E volta e meia é assediada pela concorrência?

Faz parte e até é importante sentirmo-nos desejados por outras estações…

Disse, no início desta conversa, que aos 25 anos planeou muita coisa da sua vida. Se tiver de fazer um balanço…

Correu muito bem. Agora estou numa fase diferente da minha vida. É uma fase, e se calhar tem a ver com a idade… Continuarei a dar muito de mim aos que me são próximos, como sempre dei e sempre recebi – às vezes até acho que recebo muito mais do que aquilo que dou – mas vou começar a cuidar mais e a olhar mais para mim.

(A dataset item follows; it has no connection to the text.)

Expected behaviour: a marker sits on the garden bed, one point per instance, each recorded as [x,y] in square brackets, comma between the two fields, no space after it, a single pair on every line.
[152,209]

Acho que chegou a altura de tomar conta de mim.

Foi isso que a fez aceitar fazer uma sessão fotográfica sensual para a revista “GQ”?

Às vezes é importante olharmo-nos ao espelho. Quantas vezes em saio de casa sem me olhar ao espelho, só porque já sou a quinta a vestir-me. Visto a Laura, a Maria Luísa, a Caetana e o Santiago… Quando chega a mim é o que estiver ali à mão. Muitas vezes esqueço-me de mim. E foi importante fazer aquela capa e sentir-me bonita. E muito sexy! Senti que, aos 43 anos, ainda sou capaz de tudo!